A school is helping pioneer a social networking system to protect pupils from cyberbullying.

Eastburn Junior and Infants School, near Keighley, is piloting a safe Facebook-style system developed by Keighley company, WebAnywhere.

It follows the school urging parents to ban their children from using the Facebook site after a year six pupil received a “foul and abusive message” from someone pretending to be another pupil.

WebAnywhere’s Student Jotter has similarities with the hugely popular Facebook site but retains a key safety feature, ensuring teachers can monitor what students are accessing.

The school’s technology consultant, Karen Pickard, said: “We’ve been helping develop the system and have been back to WebAnywhere with some modifications.

“They looked at them and agreed to implement a number. It is confined to the school, controlled and monitored by the school.

“It allows pupils to communicate with other pupils in the scheme, but not elsewhere.”

She said that both parents and children signed up to a Code of Conduct.

Sean Gilligan, who founded WebAnywhere in 2003, said: “The experience of Eastburn shows that there can be a negative side to social networking sites, but we have worked hard to make Student Jotter completely safe for pupils.

“Technology plays a key role in the classroom and it is important that both teachers and students can take advantage of this technology and use it to their benefit.”

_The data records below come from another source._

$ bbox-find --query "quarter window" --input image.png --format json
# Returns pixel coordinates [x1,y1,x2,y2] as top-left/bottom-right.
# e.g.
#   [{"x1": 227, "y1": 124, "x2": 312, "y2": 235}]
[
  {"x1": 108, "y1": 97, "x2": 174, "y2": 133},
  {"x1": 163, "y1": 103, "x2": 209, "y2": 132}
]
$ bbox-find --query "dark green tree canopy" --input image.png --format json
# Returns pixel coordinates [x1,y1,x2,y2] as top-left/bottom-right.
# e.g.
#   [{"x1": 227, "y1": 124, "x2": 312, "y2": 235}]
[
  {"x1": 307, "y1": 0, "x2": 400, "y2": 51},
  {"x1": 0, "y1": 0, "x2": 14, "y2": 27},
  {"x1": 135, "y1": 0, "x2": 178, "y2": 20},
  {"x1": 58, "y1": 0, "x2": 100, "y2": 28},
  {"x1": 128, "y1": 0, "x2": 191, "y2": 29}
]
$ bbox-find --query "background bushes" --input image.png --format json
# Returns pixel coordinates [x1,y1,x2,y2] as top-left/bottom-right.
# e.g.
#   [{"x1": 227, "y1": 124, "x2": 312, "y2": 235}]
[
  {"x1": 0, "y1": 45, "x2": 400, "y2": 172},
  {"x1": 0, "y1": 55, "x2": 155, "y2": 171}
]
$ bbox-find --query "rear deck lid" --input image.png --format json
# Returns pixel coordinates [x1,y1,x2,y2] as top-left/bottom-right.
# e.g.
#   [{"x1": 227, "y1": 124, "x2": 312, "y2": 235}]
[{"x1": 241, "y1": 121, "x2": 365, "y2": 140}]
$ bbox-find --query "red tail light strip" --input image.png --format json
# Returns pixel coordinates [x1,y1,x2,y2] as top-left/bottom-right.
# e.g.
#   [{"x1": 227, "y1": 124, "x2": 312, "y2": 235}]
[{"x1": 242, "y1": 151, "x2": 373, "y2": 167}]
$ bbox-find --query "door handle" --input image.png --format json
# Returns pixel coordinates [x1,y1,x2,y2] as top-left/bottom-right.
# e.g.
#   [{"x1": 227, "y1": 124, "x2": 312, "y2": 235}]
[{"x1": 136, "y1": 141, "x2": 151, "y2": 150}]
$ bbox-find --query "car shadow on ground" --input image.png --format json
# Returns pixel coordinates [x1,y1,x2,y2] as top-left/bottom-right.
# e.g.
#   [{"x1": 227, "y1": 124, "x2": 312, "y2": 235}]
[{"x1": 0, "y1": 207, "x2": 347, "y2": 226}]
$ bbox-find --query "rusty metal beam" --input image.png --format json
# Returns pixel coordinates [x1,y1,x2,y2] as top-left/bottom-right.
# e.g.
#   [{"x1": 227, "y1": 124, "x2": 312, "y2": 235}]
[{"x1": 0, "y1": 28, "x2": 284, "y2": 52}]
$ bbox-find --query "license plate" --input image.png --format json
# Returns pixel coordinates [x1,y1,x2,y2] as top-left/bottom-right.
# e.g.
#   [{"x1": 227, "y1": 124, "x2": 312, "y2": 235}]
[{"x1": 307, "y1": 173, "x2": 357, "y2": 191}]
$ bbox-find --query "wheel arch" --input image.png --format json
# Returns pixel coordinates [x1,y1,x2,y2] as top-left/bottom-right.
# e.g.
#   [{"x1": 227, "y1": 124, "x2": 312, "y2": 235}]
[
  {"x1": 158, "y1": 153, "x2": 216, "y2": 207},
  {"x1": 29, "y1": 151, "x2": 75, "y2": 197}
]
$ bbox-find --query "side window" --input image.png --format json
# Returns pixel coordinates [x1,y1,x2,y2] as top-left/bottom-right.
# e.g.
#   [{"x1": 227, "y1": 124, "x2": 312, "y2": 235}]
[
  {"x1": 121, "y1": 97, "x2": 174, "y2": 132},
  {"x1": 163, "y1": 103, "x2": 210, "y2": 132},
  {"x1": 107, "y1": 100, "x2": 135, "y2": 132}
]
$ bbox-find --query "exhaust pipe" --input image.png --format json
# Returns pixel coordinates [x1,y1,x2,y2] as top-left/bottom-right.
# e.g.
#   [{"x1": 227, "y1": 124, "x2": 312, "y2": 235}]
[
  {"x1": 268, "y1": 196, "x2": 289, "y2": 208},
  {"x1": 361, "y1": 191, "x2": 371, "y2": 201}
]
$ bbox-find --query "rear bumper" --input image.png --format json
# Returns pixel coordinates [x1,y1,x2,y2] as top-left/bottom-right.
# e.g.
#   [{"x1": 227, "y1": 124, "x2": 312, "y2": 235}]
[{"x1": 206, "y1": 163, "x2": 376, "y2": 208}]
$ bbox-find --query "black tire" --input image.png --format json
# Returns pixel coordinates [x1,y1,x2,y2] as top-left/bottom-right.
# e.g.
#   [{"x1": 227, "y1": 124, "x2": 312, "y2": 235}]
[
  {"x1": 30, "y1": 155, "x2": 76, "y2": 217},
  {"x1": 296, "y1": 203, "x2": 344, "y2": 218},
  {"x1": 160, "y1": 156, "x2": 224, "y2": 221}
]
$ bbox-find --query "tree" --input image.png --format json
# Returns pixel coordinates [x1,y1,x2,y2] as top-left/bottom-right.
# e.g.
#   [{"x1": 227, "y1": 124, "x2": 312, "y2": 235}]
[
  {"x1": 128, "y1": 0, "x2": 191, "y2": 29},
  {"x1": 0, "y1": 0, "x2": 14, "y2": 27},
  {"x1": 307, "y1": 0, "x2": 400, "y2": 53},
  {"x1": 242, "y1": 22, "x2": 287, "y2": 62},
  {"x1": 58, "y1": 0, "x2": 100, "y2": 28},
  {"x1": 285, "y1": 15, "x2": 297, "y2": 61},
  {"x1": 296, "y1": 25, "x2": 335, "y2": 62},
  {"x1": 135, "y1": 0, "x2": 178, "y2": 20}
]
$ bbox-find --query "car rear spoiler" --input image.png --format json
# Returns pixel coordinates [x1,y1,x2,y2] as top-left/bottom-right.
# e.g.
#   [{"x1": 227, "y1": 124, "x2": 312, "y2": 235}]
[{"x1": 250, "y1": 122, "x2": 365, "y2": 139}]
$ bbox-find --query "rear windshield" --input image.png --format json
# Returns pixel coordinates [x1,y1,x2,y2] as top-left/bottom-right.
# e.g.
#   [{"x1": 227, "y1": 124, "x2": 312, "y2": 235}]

Student Jotter was specifically designed to encourage online interaction among pupils and teachers.

Pupils could write blogs, post messages on each other’s ‘walls’ and upload pictures and documents. They could also add ‘friends’ but it is restricted to fellow pupils.

It also provided an online environment where students could store e-Portfolios, a government-backed initiative which offers pupils their own personal online space.

Research by charity Beatbullying found that almost 12 per cent of 11 to 16-year-olds who had been ‘cyberbullied’ were targeted using Facebook.

Emma-Jane Cross, chief executive of Beatbullying, said: “We know the consequences of cyberbullying are just as traumatic as those of face-to-face bullying.

“In the past year alone, we’ve witnessed tragic suicides resulting from relentless online hate campaigns.”